Microsoft has said users will be asked permission before any information is passed to its staff, and the bug-reporting tool can also be turned off. In any case, this isn’t a threat large enough to engage the various Internet privacy watchdogs. It just gives you that creepy little feeling of vulnerability in an already-invasive corporate culture.

Depending on how frequently XP and IE 5 crash — and unfortunately, most companies who choose to upgrade won’t know the answer to that question until it’s already too late — Microsoft now finds itself in the position of many IT managers. With almost every technological glitch comes at least a small moment of embarrassment. IT managers routinely field calls from users whose screens have frozen in the middle of a personal e-mail message, for example, requiring the sort of diplomacy that few others in an enterprise need to consider. Many will assume a poker-faced expression as though they don’t see that you’ve been shut down when you were using office time to write about problems in your love life, or were forwarding a particularly tasteless fart joke. Others will chuckle along indulgently, aware of the power they hold over our dignity and reputations.

The humiliation need not involve the disclosure of personal information. All it takes is an IT snafu that demonstrates the user’s complete ignorance of the hardware and applications they use every day. My favorite help-desk story concerns the user who called for technical assistance when she couldn’t get her “coaster” (a.k.a. her CD-ROM drive) to go back in the machine.

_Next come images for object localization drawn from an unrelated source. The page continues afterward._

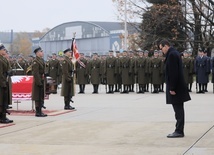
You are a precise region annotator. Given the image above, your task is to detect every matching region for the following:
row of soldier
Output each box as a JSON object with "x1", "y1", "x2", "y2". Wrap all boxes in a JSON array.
[{"x1": 7, "y1": 48, "x2": 214, "y2": 94}]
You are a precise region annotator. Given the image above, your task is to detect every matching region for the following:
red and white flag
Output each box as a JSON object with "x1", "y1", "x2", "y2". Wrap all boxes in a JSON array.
[{"x1": 71, "y1": 38, "x2": 86, "y2": 68}]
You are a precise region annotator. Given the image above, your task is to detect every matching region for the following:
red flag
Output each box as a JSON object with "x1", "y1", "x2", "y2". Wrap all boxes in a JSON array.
[
  {"x1": 71, "y1": 38, "x2": 86, "y2": 68},
  {"x1": 72, "y1": 38, "x2": 80, "y2": 60}
]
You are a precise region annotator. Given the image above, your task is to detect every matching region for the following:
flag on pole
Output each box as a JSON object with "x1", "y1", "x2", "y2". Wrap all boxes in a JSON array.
[{"x1": 71, "y1": 38, "x2": 86, "y2": 68}]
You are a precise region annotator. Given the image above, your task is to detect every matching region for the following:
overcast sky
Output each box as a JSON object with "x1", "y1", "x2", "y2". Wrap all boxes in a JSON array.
[{"x1": 2, "y1": 0, "x2": 119, "y2": 32}]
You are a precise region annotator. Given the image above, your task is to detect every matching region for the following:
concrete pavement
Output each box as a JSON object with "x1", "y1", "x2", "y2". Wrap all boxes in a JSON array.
[{"x1": 0, "y1": 83, "x2": 213, "y2": 155}]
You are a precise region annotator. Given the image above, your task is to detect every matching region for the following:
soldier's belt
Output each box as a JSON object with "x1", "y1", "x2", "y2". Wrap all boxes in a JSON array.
[
  {"x1": 122, "y1": 65, "x2": 129, "y2": 68},
  {"x1": 153, "y1": 65, "x2": 159, "y2": 68},
  {"x1": 93, "y1": 66, "x2": 99, "y2": 69},
  {"x1": 108, "y1": 65, "x2": 115, "y2": 68},
  {"x1": 138, "y1": 65, "x2": 144, "y2": 68}
]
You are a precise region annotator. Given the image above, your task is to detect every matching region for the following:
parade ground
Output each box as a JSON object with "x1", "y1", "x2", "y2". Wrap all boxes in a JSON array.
[{"x1": 0, "y1": 83, "x2": 213, "y2": 155}]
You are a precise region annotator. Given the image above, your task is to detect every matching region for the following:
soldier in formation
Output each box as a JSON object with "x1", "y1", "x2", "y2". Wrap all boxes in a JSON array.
[
  {"x1": 31, "y1": 47, "x2": 47, "y2": 117},
  {"x1": 0, "y1": 44, "x2": 13, "y2": 123}
]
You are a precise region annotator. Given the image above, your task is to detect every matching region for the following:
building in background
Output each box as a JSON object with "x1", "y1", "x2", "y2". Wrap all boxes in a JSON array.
[{"x1": 38, "y1": 21, "x2": 139, "y2": 59}]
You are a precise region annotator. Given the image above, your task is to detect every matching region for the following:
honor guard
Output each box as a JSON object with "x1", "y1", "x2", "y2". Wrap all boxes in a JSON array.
[
  {"x1": 194, "y1": 48, "x2": 210, "y2": 93},
  {"x1": 143, "y1": 50, "x2": 150, "y2": 92},
  {"x1": 119, "y1": 51, "x2": 132, "y2": 93},
  {"x1": 0, "y1": 44, "x2": 13, "y2": 123},
  {"x1": 150, "y1": 50, "x2": 162, "y2": 93},
  {"x1": 76, "y1": 53, "x2": 88, "y2": 94},
  {"x1": 135, "y1": 50, "x2": 148, "y2": 93},
  {"x1": 48, "y1": 53, "x2": 60, "y2": 94},
  {"x1": 61, "y1": 48, "x2": 75, "y2": 110},
  {"x1": 105, "y1": 50, "x2": 117, "y2": 93},
  {"x1": 32, "y1": 47, "x2": 47, "y2": 117},
  {"x1": 89, "y1": 53, "x2": 101, "y2": 94}
]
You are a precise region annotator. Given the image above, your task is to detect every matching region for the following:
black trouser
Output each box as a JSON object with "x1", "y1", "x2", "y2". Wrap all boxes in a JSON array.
[{"x1": 172, "y1": 103, "x2": 184, "y2": 134}]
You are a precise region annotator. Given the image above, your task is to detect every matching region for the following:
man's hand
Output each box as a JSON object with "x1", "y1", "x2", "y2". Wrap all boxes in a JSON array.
[{"x1": 170, "y1": 90, "x2": 176, "y2": 95}]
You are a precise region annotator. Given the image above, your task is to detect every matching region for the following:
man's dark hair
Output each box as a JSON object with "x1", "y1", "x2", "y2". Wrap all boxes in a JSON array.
[{"x1": 159, "y1": 39, "x2": 171, "y2": 47}]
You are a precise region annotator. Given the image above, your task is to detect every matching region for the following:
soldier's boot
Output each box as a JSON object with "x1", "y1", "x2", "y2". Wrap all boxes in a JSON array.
[
  {"x1": 146, "y1": 84, "x2": 149, "y2": 92},
  {"x1": 35, "y1": 107, "x2": 41, "y2": 117},
  {"x1": 107, "y1": 85, "x2": 111, "y2": 94},
  {"x1": 96, "y1": 85, "x2": 99, "y2": 93},
  {"x1": 92, "y1": 85, "x2": 96, "y2": 94},
  {"x1": 0, "y1": 113, "x2": 13, "y2": 124},
  {"x1": 64, "y1": 101, "x2": 75, "y2": 110},
  {"x1": 204, "y1": 84, "x2": 208, "y2": 92},
  {"x1": 40, "y1": 106, "x2": 47, "y2": 117},
  {"x1": 114, "y1": 85, "x2": 118, "y2": 92},
  {"x1": 78, "y1": 85, "x2": 83, "y2": 94},
  {"x1": 0, "y1": 106, "x2": 13, "y2": 123},
  {"x1": 137, "y1": 85, "x2": 142, "y2": 93},
  {"x1": 131, "y1": 84, "x2": 134, "y2": 92},
  {"x1": 82, "y1": 85, "x2": 85, "y2": 93}
]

In this sense, IT managers are like the archetypal hairdressers who hear the problems of their clientele: they know our secrets. But unlike hairdressers, they often learn about them without our consent — or more precisely, they learn them only after we are forced to tell them. This has much to do with why IT managers get a bad rap in many organizations, beyond the frustration that bubbles up when technical failures keep people from doing their jobs. We resent our dependency on IT staff, and we hate that they often see us only in our moments of weakness — downloading a video game, printing off resumes or spilling soft drinks on our keyboards.

That Microsoft could become privy to our personal information might actually improve IT manager-user relations. With IT managers, there is at least an outside chance a secret will be kept. But how long before Microsoft puts this data into a CRM application and develops even more sophisticated smart tags in XP? Bug reports may bounce back with helpful links to Microsoft-approved marriage counselors, for example, or a Web portal specializing in even funnier fart jokes.

For a society so hooked on IT, we haven’t yet found a great way to handle the “personal” in personal computing. Maybe it will take the threat of Microsoft’s prying eyes to keep us on our toes.